A abertura do Bordaza será realizada em etapas, com previsão de funcionamento completo no próximo ano. No futuro, uma escadaria conectará o Carlos Gomes Square ao MedCenter, ao Novotel e ao edifício Carlos Gomes Center, criando um polo integrado na região. O projeto representa uma aposta em um modelo de comércio que equilibra viabilidade econômica com responsabilidade ambiental, algo ainda raro no setor imobiliário brasileiro.

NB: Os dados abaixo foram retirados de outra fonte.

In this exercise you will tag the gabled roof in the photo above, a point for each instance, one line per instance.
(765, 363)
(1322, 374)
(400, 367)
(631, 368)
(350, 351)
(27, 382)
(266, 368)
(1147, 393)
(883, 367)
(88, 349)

Tratar 100% do resíduo é algo pioneiro em complexos multiuso. Sabemos que é difícil, mas batemos o pé.
— Matheus D'Agostin, sócio do empreendimento
The Hearth Conversation Another angle on the story
Inventor

Por que um shopping a céu aberto em Porto Alegre? Não é arriscado em termos de clima?

Model

É uma mudança de paradigma. A ideia é criar um espaço que respire, que não seja uma caixa fechada. Quanto ao clima, o projeto foi pensado para isso — há lareiras, áreas cobertas estratégicas. É mais sobre criar uma experiência diferente do que fugir do risco.

Inventor

E esse compromisso com 100% de reaproveitamento de resíduos — é realmente viável?

Model

Os sócios sabem que é difícil. Mas abdicaram de áreas comerciais valiosas para instalar lixeiras adequadas. Vão fazer educação com as empresas e moradores. É pioneiro em complexos multiuso, então não há fórmula pronta.

Inventor

Por que preservar uma nascente de água nos fundos? Isso não é espaço perdido?

Model

Não é perda, é escolha. Mantêm 30 mil metros quadrados intocados ali. Durante a obra, cuidaram de uma figueira com injeções de oxigênio. Mostra que o projeto não vê a natureza como obstáculo, mas como parte do valor.

Inventor

Quem são os empresários por trás disso?

Model

Leonel Bortoncello, Sérgio e Matheus D'Agostin, e Francisco Zaffari. Matheus é quem fala publicamente sobre a visão. Eles já têm experiência com o complexo Carlos Gomes Square, que está funcionando bem.

Inventor

E as marcas que vêm — são todas novas para Porto Alegre?

Model

Nem todas. O Dado Bier Food Hall volta depois de fechar. Mas há estreias importantes: Makoto Okuwa vinha apenas de São Paulo no Brasil, e Giardino di Mamma Gema é a primeira operação fora de Bento Gonçalves. Mostra que o shopping atrai tanto retornos quanto novidades.

Inventor

Qual é o próximo passo?

Model

Abertura gradual conforme ocupação. Funcionamento completo previsto para o próximo ano. Depois, uma escadaria vai conectar tudo — Carlos Gomes Square, MedCenter, Novotel, Carlos Gomes Center. Vai virar um polo integrado.